Canlandırdığınız her karakter sizde bir iz bırakıyor mu?
- Tabii. Sonuçta canlandırdığınız her karakter sizin çocuğunuz gibi oluyor. Onu oluşturuyor, geliştiriyorsun ve bazen o da sana bir şeyler öğretiyor. Karakteri derinleştirmeye başlayınca ortaya hiç ummadığın şeyler de çıkabiliyor. O yüzden hepsi biraz kendi çocuğum gibi oluyor.

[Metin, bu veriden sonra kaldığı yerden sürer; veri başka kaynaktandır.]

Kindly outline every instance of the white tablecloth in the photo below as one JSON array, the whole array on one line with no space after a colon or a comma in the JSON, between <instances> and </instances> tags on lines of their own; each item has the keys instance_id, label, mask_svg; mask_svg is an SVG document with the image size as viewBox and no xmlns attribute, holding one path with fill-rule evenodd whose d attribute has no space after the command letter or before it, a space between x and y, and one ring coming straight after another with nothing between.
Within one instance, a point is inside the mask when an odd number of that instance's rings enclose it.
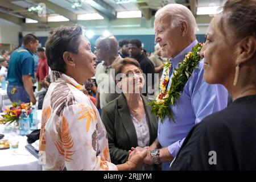
<instances>
[{"instance_id":1,"label":"white tablecloth","mask_svg":"<svg viewBox=\"0 0 256 182\"><path fill-rule=\"evenodd\" d=\"M41 119L42 110L38 110L38 118ZM2 125L2 126L1 126ZM38 125L39 129L40 123ZM27 144L27 136L19 136L15 133L5 133L4 126L0 125L0 133L5 134L2 139L16 137L19 139L19 148L14 151L11 149L0 150L0 170L9 171L26 171L26 170L42 170L42 166L38 163L38 159L30 154L26 148Z\"/></svg>"}]
</instances>

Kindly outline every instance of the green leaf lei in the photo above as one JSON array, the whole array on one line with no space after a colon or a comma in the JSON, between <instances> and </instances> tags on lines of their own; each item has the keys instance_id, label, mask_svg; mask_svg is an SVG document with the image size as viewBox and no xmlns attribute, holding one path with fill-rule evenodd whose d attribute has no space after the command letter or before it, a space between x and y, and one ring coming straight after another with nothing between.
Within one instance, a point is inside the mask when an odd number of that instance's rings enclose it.
<instances>
[{"instance_id":1,"label":"green leaf lei","mask_svg":"<svg viewBox=\"0 0 256 182\"><path fill-rule=\"evenodd\" d=\"M194 46L191 52L188 52L183 61L178 64L178 67L174 70L174 76L171 78L171 85L168 90L167 90L169 82L169 71L171 63L168 61L164 65L165 73L164 78L160 81L159 93L155 100L152 101L149 104L152 107L152 113L155 113L156 117L160 118L161 122L166 116L172 119L175 122L171 106L175 104L175 101L179 99L182 93L183 87L191 76L193 71L198 68L201 57L200 52L203 47L203 43L197 43Z\"/></svg>"}]
</instances>

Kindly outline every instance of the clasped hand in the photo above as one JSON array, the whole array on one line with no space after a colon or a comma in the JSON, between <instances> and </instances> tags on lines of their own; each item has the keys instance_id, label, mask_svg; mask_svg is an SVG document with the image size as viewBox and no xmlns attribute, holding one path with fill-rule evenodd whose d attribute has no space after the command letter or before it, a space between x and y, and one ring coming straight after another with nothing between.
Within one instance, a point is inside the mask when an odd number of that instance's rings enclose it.
<instances>
[{"instance_id":1,"label":"clasped hand","mask_svg":"<svg viewBox=\"0 0 256 182\"><path fill-rule=\"evenodd\" d=\"M150 150L149 147L145 147L142 148L141 147L137 147L136 148L131 147L131 150L129 150L129 157L128 160L132 158L134 155L141 152L145 152L146 154L142 161L142 164L152 165L154 164L153 160L150 155Z\"/></svg>"}]
</instances>

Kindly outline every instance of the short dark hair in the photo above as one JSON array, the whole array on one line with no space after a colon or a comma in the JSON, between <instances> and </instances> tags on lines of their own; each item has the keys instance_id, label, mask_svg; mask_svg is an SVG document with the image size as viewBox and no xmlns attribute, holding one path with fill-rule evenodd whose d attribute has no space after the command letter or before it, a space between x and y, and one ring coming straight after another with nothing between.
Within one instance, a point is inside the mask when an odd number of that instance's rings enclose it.
<instances>
[{"instance_id":1,"label":"short dark hair","mask_svg":"<svg viewBox=\"0 0 256 182\"><path fill-rule=\"evenodd\" d=\"M134 44L138 48L142 47L141 41L139 40L139 39L132 39L130 40L129 44Z\"/></svg>"},{"instance_id":2,"label":"short dark hair","mask_svg":"<svg viewBox=\"0 0 256 182\"><path fill-rule=\"evenodd\" d=\"M82 27L79 25L56 28L46 42L46 55L48 65L52 71L65 73L66 64L63 53L68 51L77 54Z\"/></svg>"},{"instance_id":3,"label":"short dark hair","mask_svg":"<svg viewBox=\"0 0 256 182\"><path fill-rule=\"evenodd\" d=\"M0 58L0 63L2 62L5 62L5 61L6 61L6 60L5 59Z\"/></svg>"},{"instance_id":4,"label":"short dark hair","mask_svg":"<svg viewBox=\"0 0 256 182\"><path fill-rule=\"evenodd\" d=\"M118 74L121 73L123 67L128 64L134 65L141 69L139 63L137 60L133 58L125 57L120 61L113 63L112 64L112 68L115 69L115 77Z\"/></svg>"},{"instance_id":5,"label":"short dark hair","mask_svg":"<svg viewBox=\"0 0 256 182\"><path fill-rule=\"evenodd\" d=\"M256 37L256 4L254 0L228 0L223 6L222 13L229 13L228 17L222 17L220 28L226 35L224 30L224 20L228 23L228 28L234 33L235 40L243 39L247 36Z\"/></svg>"},{"instance_id":6,"label":"short dark hair","mask_svg":"<svg viewBox=\"0 0 256 182\"><path fill-rule=\"evenodd\" d=\"M37 52L44 52L44 49L43 47L39 47L38 48Z\"/></svg>"},{"instance_id":7,"label":"short dark hair","mask_svg":"<svg viewBox=\"0 0 256 182\"><path fill-rule=\"evenodd\" d=\"M22 43L23 45L27 45L30 42L34 43L36 42L36 40L39 40L38 38L36 36L32 34L28 34L26 35L23 38L23 41Z\"/></svg>"},{"instance_id":8,"label":"short dark hair","mask_svg":"<svg viewBox=\"0 0 256 182\"><path fill-rule=\"evenodd\" d=\"M118 41L118 46L119 47L122 47L123 45L128 44L129 43L129 40L127 39L121 39Z\"/></svg>"}]
</instances>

Siz zaten çocukları seviyorsunuz...
- Evet. Tabii ki (gülüyor).
ÇEVRENİN NE DÜŞÜNDÜĞÜ UMURUNDA OLMAMALI
Bazı oyuncuların kuralları var. Şunu yapmam, bunu etmem diyorlar. Bu mesleğin doğası gereği ters bir durum değil mi? Oyuncunun kuralları olabilir mi?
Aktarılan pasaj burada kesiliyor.